The first request, issued in October 1997, asked for evidence relating to Senator Asif Ali Zardari, the husband of Benazir Bhutto, the former Prime Minister of Pakistan, in connection with allegations of drug trafficking. A large amount of evidence was gathered, but its transmission to Pakistan was hindered by legal challenges both before and after the coup of 12 October 1999. The Secretary of State has taken a decision to transmit the evidence, but this is still subject to an appeal against a decision of the court that leave to apply for a judicial review should not be granted.89W
The second request, issued in August 1999, concerned a fraud allegedly perpetrated by members of a former government. This request was subsequently withdrawn following the death of one of the principals.
Home Office officials have had several meetings with officials from Pakistan to advise them on how to seek recovery of funds alleged to be in the United Kingdom. On 18 February 2000, the then head of the Judicial Co-operation Unit (JCU) met General Amjad, head of the National Accountability Bureau, and provided detailed advice on the assistance that the United Kingdom could offer, following this up with copies of published information. On 6 March 2000, another official from the JCU met with officials from the National Accountability Bureau and the High Commission to review the assistance that could be offered, and to take note of some of the points they wished to raise in the Zardari case.
On 22 September 2000, members of the Foreign and Commonwealth Office, the Department for International Development (DflD), and the Home Office met with General Amjad and other officials from the authorities in Pakistan to explore the scope of the assistance available to Pakistan from the United Kingdom.

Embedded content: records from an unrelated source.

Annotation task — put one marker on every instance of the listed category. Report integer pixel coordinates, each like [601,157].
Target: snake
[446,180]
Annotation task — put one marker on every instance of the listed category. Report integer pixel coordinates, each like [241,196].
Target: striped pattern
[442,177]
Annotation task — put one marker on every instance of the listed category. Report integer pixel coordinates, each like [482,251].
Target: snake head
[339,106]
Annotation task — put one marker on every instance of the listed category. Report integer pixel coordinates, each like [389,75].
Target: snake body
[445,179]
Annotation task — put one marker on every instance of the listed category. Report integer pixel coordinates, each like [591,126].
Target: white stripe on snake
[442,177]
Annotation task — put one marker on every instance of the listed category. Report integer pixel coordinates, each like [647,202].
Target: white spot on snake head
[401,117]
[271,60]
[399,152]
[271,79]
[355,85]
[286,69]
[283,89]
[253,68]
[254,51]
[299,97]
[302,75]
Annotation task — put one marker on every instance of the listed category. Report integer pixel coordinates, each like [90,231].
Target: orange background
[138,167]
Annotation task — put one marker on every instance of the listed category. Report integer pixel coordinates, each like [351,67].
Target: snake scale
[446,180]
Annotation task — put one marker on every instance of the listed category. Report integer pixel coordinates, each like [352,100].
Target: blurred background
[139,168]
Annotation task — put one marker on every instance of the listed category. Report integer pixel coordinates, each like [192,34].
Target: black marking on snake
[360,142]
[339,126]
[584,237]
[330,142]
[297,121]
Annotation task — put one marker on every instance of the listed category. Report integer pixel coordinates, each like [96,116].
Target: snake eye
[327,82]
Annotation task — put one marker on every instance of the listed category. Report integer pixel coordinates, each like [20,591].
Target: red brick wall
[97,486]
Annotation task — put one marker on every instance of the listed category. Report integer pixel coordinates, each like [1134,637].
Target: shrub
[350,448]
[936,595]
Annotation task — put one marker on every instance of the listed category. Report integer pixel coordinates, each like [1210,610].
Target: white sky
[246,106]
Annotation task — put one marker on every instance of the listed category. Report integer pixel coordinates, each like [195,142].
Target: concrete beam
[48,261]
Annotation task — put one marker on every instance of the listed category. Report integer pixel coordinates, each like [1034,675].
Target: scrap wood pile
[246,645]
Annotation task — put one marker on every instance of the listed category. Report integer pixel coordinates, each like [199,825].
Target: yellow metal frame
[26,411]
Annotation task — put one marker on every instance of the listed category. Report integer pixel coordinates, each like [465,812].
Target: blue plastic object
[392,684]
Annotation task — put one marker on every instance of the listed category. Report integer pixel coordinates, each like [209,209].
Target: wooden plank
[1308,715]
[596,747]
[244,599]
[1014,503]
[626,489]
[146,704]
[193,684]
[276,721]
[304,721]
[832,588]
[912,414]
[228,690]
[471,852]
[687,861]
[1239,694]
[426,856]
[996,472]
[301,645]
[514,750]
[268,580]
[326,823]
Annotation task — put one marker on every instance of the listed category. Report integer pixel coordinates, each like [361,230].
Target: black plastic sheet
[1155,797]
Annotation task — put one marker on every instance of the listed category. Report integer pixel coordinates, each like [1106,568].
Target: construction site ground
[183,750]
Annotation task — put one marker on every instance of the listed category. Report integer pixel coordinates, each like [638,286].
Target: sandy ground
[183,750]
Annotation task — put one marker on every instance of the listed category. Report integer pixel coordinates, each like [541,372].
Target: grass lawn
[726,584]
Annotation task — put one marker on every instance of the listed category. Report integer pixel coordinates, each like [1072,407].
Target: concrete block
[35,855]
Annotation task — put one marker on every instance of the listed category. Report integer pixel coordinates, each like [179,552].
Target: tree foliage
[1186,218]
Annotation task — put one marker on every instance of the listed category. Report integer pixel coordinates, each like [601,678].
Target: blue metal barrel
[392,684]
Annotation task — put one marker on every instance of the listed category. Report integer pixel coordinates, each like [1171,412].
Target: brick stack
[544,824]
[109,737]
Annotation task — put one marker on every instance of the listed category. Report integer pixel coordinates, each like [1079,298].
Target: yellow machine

On 13 November 2000, the Head of the United Kingdom Central Authority, the section within the Home Office that deals with letters of request from overseas, travelled to Pakistan for a five-day visit sponsored by the DflD to meet prosecutors, judges and officials of the National Accountability Bureau and provide advice on the assistance the United Kingdom can offer and on our requirements in terms of letters of request.